This week Richard Kopf, a senior U.S. district-court judge, announced in this post on his blog, Hercules and the Umpire, that he wouldn’t be writing anything further for the blog, which he began in February 2013.
For more about Judge Kopf and his blogging, see this WSJ article and this ABA Journal article. In a comment to his farewell post I said, perhaps rather ponderously, that his was “a novel and important voice, and an altogether human one.” And I was one of doubtless many who corresponded with him due to his blogging; he wrote this post about my “Bamboozled by a Comma” article.
Calling a halt after a year of blogging is nothing to get teary-eyed about. In fact, it seems like a rational thing to do—only hard cases like me keep at it year in, year out. But I wanted to mark the occasion, in a blog-post-as-solo-Festschrift manner. I knew that any such post would have to relate to judges, and it so happens that I’ve been idly pondering an issue involving judges. It’s not particularly thrilling, and it’s a little self-involved, but it’s the best I can do on short notice, so please forgive me, Judge Kopf. And it does relate to the question of the extent to which judges should stick their necks out, something discussed in the WSJ article I link to above.
Anyway, here goes: Why do judges feel that it would be inappropriate for them to endorse a set of contract-language guidelines?
I sporadically exchange emails with a small number of judges. (If I email any one of them twice a year, that’s a lot.) More specifically, over the course of three editions of MSCD, I’ve asked each of those judges in turn if they would write a foreword for the book. Each has declined, explaining that it would be awkward for them to do so. (Perhaps they used that as a polite pretext, but for purposes of this post I’ll assume that wasn’t the case!) Does their position make sense?

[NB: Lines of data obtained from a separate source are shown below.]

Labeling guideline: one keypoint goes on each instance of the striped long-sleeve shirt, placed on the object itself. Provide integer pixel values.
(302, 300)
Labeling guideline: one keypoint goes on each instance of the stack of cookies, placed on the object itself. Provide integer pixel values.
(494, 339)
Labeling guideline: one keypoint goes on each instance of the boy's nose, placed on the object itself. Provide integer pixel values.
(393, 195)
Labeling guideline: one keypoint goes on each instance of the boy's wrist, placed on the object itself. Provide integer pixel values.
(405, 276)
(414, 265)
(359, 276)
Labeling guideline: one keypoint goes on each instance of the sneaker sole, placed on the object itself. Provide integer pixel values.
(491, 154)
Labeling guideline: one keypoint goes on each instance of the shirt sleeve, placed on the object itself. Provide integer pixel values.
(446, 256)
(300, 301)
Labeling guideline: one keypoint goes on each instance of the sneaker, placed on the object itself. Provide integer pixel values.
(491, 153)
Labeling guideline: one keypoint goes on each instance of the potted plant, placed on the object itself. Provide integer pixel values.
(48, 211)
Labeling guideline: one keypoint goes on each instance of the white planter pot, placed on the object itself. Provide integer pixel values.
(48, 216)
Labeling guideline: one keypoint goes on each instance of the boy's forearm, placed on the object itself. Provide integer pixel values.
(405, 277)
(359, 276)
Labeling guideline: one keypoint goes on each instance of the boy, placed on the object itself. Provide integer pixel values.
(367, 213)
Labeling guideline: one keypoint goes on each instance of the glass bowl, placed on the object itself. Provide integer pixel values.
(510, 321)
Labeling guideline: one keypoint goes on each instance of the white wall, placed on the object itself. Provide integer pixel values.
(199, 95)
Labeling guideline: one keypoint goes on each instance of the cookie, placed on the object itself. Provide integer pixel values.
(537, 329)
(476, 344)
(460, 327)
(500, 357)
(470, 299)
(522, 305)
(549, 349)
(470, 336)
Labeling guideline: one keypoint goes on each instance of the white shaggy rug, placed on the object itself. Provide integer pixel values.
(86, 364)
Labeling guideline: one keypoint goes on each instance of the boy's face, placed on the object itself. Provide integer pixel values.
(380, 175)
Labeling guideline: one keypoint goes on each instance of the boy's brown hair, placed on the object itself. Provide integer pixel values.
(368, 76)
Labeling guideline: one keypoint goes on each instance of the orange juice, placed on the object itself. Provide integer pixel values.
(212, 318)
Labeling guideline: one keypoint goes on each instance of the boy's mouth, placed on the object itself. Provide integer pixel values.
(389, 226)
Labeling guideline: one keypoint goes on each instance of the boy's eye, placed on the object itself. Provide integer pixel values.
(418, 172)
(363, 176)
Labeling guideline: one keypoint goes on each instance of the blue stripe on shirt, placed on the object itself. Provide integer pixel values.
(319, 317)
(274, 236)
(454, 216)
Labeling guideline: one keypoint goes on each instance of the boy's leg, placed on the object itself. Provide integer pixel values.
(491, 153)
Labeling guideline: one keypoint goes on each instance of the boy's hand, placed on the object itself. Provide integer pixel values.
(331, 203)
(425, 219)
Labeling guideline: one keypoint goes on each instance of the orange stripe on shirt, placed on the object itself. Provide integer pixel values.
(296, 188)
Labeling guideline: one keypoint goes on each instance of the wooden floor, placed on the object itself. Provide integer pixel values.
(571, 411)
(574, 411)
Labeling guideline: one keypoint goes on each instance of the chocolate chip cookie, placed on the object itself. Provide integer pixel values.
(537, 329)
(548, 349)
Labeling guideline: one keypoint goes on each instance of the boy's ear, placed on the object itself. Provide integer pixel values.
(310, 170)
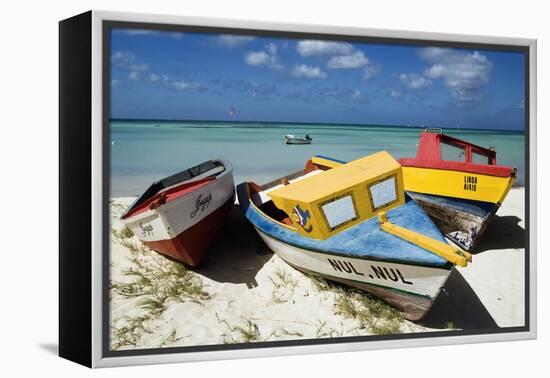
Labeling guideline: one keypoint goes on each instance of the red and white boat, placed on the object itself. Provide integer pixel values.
(180, 215)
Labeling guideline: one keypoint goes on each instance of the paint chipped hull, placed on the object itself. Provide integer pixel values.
(462, 221)
(191, 245)
(186, 223)
(409, 288)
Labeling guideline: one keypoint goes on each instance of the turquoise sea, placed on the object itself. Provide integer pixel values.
(145, 151)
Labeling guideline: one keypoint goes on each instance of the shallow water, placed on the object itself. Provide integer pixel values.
(145, 151)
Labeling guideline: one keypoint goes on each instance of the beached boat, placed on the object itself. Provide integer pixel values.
(180, 215)
(458, 184)
(292, 139)
(353, 223)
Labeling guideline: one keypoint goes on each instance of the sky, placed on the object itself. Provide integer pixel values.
(201, 76)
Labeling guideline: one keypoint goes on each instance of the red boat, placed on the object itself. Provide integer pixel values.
(180, 215)
(458, 183)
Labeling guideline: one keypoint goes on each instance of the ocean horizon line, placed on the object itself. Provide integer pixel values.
(328, 124)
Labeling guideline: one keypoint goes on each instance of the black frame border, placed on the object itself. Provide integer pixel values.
(106, 27)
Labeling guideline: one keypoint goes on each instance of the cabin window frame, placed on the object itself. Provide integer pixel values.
(336, 198)
(387, 204)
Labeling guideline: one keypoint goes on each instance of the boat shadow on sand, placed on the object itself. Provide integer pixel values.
(503, 232)
(459, 306)
(237, 254)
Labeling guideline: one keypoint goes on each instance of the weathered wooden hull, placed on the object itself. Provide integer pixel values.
(409, 288)
(190, 245)
(462, 221)
(184, 227)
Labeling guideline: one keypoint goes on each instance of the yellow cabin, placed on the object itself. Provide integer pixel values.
(324, 204)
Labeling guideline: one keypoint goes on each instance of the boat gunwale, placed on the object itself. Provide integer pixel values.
(140, 205)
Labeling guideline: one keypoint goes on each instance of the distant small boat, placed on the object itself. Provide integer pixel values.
(458, 184)
(353, 223)
(180, 215)
(291, 139)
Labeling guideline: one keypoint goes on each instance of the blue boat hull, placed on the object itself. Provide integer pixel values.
(363, 256)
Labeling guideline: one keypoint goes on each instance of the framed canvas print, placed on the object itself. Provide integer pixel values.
(232, 189)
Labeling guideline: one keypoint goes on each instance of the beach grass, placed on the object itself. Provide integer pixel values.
(154, 281)
(371, 313)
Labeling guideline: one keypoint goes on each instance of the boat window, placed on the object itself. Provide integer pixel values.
(479, 158)
(451, 152)
(339, 211)
(383, 193)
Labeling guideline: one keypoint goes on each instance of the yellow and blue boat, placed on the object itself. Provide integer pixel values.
(458, 184)
(353, 223)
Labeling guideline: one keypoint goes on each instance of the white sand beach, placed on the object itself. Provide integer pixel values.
(245, 293)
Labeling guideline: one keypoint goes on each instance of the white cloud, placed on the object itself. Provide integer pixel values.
(464, 74)
(318, 48)
(142, 67)
(230, 40)
(521, 104)
(371, 71)
(257, 58)
(138, 71)
(141, 32)
(414, 81)
(435, 71)
(134, 75)
(138, 31)
(122, 58)
(309, 72)
(264, 58)
(355, 60)
(127, 60)
(395, 93)
(271, 48)
(182, 85)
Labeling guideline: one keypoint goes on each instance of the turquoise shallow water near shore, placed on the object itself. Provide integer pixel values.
(145, 151)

And what does it say about the role of judges when it comes to contract language?
Judges aren’t shy about making public pronouncements about litigation writing. But litigation writing is on behalf of litigants involved in a dispute, the aim being to express one’s argument as clearly and convincingly as possible. By contrast, contract language is what gives rise to disputes, with judges being asked to attribute meaning to confusing contract language. So the implications are very different.
Presumably the concern is as follows: A judge endorses a set of guidelines for contract language. That set of guidelines says, for example, that a certain usage is ambiguous. A litigant in a dispute involving a comparable usage attempts to tie the judge to the interpretation offered in the guidelines. Awkwardness ensues.
But there are countervailing considerations. For one thing, I don’t think it would be reasonable for anyone to conclude that if a judge writes a foreword to a set of contract-language guidelines, that means that the judge agrees with every single thing in the book.
But beyond that, I’m in the business of promoting clear drafting, whereas judges are in the business of making sense of confusing language. Those are two very different undertakings, as Chancellor Strine of the Delaware Court of Chancery noted when he cited MSCD in a 2011 opinion (see this post). That should limit the potential for judges finding themselves at odds with MSCD.
Furthermore, it would be in the interest of everyone, including judges, if lawyers were to consult contract-language guidelines while drafting and negotiating contracts, rather than haggling over confusing language after a dispute has erupted. So it might be that encouraging people to refer to a comprehensive set of contract-language guidelines—whether MSCD or something else!—is worthwhile use of a judge’s political capital.